It’s a growing list of the irritated that Kieran McGeeney added himself to this past weekend.
In front of him in the disgruntled queue of inter-county managers about Gaelic football pundits this season is Kevin Walsh, who has since stepped down from Sligo, and Armagh’s Paul Grimley.
While Walsh and Grimley’s exceptions with Eamonn O’Hara and Joe Brolly were laid out by both men, the Kildare boss’ condemnation was more cryptic and, at the same time, cutting.
“I played with a few of these boys and these fellas were cowards when they were playing and they are cowards now when they tear these fellas apart,” he told local radio station KFM after exiting the Championship on Saturday.
Dara Ó Cinnéide, of this parish and formerly of The Sunday Game, understood McGeeney’s comments but also appreciated it was borne out of frustration after losing to Tyrone.
The Kerryman has nothing but admiration for the Kildare manager but sees the story from both sides.
“McGeeney called a few lads cowards.
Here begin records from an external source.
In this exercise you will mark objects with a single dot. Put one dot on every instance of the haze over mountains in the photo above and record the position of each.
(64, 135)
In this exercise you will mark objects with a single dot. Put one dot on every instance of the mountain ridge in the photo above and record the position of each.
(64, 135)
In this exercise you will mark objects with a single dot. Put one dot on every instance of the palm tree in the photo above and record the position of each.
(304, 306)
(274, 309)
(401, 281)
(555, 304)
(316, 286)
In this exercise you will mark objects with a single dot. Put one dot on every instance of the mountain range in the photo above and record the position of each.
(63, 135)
From his point of view, yeah, you can totally understand why he would call them that because they’re sitting back and they might not have managed inter-county teams.
“If you’re an outside manager you’re going to be under pressure from the word ‘go’.
“He’s put his balls on the line the last six years and it hasn’t worked out and I’m sure it’s very frustrating for him to be listening to fellas in a studio getting a nice appearance fee and spouting off.
“I’d like to think it’s more than spouting off; I’d defend the pundits in that regard. I’d like to think a lot of them are well informed.”
In one way, McGeeney contradicted himself in his remarks when he said: “The naysayers and the people who are there for entertainment, you just ignore them and get on with it.”
If he was able to do that he wouldn’t have had cause to say what he said.
But his ‘entertainment’ observation is an interesting one and one which Ó Cinnéide has seen first hand.
“From a television point of view and the producers behind these programmes, they’re looking for a balance between entertainment and analytical punditry. I might have been accused in the past of being too unentertaining or too practical or too analytical. It’s about striking a balance.
“Obviously, there are obvious candidates for the entertainment element of that but I think if you spoke to those lads themselves they’d probably say that’s what they’re in it for.
“I was on The Sunday Game for five years and I always tried to do something different.
“You’re be at the game, you come home and see The Sunday Game and what I tried to do was give them something they mightn’t have actually seen in the game.
“I was never interested in entertaining — I thought the information was entertainment enough. But TV producers will tell you there has to be a blend. You can’t just be a dull, dour person.”
He had discussed punditry, or “funditry” as Joe Brolly calls it, at length with the Derryman and can understand his take on it.
“Some of the pundits see it as their brief to entertain as well. Some of them would have an opinion that it has to be fun as well and I would agree with that. The public like to be entertained.
“I would have chatted to Brolly about it. He said in an interview he needed to get his kicks too. I’m sure he gets awful lot of stick himself around the place. He’s a good GAA man as well. Ask anybody around the country and he does an awful lot for clubs.”
McGeeney made it clear he accepts constructive criticism: “You have good people out there too. They will analyse the game and they will see the sloppiness. You have to take that sort of thing on the chin. That’s good analysis of a game.”
Ó Cinnéide takes his work serious enough to abide by that viewpoint. “I knew so many of the Kerry lads and try to distance myself from that past life and try to make sure there is a good gulf between me and the lads who are currently playing because you owe it to the person buying the paper or paying the TV licence to be as objective as you can.
“Punditry has its own different challenges. It’s something I enjoy but find very difficult at times. I’m seven or eight years gone from the game and it’s still very hard to keep pace with it and see what’s happening and what direction the game is taking.”